CHICAGO _ Many small investors see the high-flying, record-breaking Dow Jones industrial average and begin counting the ways to spend their stock market winnings.
Who's got the blues? Those left on the sidelines during the unprecedented bull run by a lack of money or initiative, wondering whether they've missed a ride on one of the all-time gravy trains.
"It'd sure be nice to have some of that money," said Kwame Banks, 31, operations coordinator for the Philadelphia-based Colours Organization. "But the reason I've never gotten involved is because I never felt I was at a comfort zone to do it."
The Dow, a complicated index based on the prices of 30 blue-chip companies, is the oldest and most widely followed Wall Street indicator. It began the year at 7,908, but by gaining 49.82 points Monday, it stormed to 9,033.23, its first-ever close above 9,000.
The final nudge was Monday's announced merger of Citicorp and Travelers Group, two financial services companies with surging stock values. At $82 billion, it would easily be the biggest business deal ever.
"People just feel the general trend for the market will always be up," said Matt Waddell, director of online brokerage CompuTEL Securities in San Francisco. "If the market goes down 150 points, people come in looking for bargains, if it goes down 500 points, the same."
The market has been running without a sustained dip since 1990, when the Iraqi invasion of Kuwait and worries about the economy sent stocks lower. One thousand dollars invested in the Dow Jones stocks on Oct. 11, 1990 _ when the Dow was at 2,365.10 _ would be worth $4,631 today if dividends were reinvested.
But what about the Asian economic crisis? Just three months ago, it turned the stomachs of some market watchers and prompted dire warnings. And the Dow opened the year with a 4 percent slide.
But the American economy has kept humming along. And with inflation apparently being held at bay, optimistic small investors continued to flood the market with money from their mutual funds, 401(k) plans, and Individual Retirement Accounts.
The Investment Company Institute, a mutual fund trade group in Washington, estimated that nearly $50 billion flowed into mutual funds alone from December through February. Many of these investors are looking to the long term, too _ as of 1996, the trade group said more than one-third of fund assets were earmarked for retirement.
Investment banker Sofia Anastopoulos of Chicago sold her stock portfolio in early October, before the market briefly tumbled below 7,000, to make a down payment on a condominium. She now is looking to jump back in.
"People keep saying 'This is incredible. The market's too high,' but it just keeps getting higher and higher," Ms. Anastopoulos said. "I'm looking at buying opportunities, like everybody else today, and plan on letting that money stay there for the ride."
Still, a good portion of the market is waiting for "the other shoe to drop," said investment counselor Marc Pershan of Krantz, Pershan Investor Advocate Service in Northbrook, Ill.
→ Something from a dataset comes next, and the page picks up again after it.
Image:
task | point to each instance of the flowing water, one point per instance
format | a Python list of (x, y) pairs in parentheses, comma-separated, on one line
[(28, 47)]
"We have half the people saying they're too late to get into the market and half the people saying they should have gotten out before," he said. "There's a nervousness that things have run up too high, but we're trying to focus people on longer-term trends as opposed to where the market is today."
While the Dow's 14.2 percent gain this year easily outshines what investors can get at the bank, the uncertain ways of the stock market keep many from diving in.
"You have to have that kind of gambling mentality to go there because just like it goes up, it can go right back down," said Banks, the Philadelphia operations coordinator. "When you start to do stocks, you need to be at a point where you don't have to worry too much about what happens with that money."
Said Stuart Plunkett, a 27-year-old attorney in San Francisco: "Yeah, I feel like I'm missing the boat. But I don't have the disposable income right now to invest in the stock market or mutual funds.
"I just hope it's doing as well in a couple of years."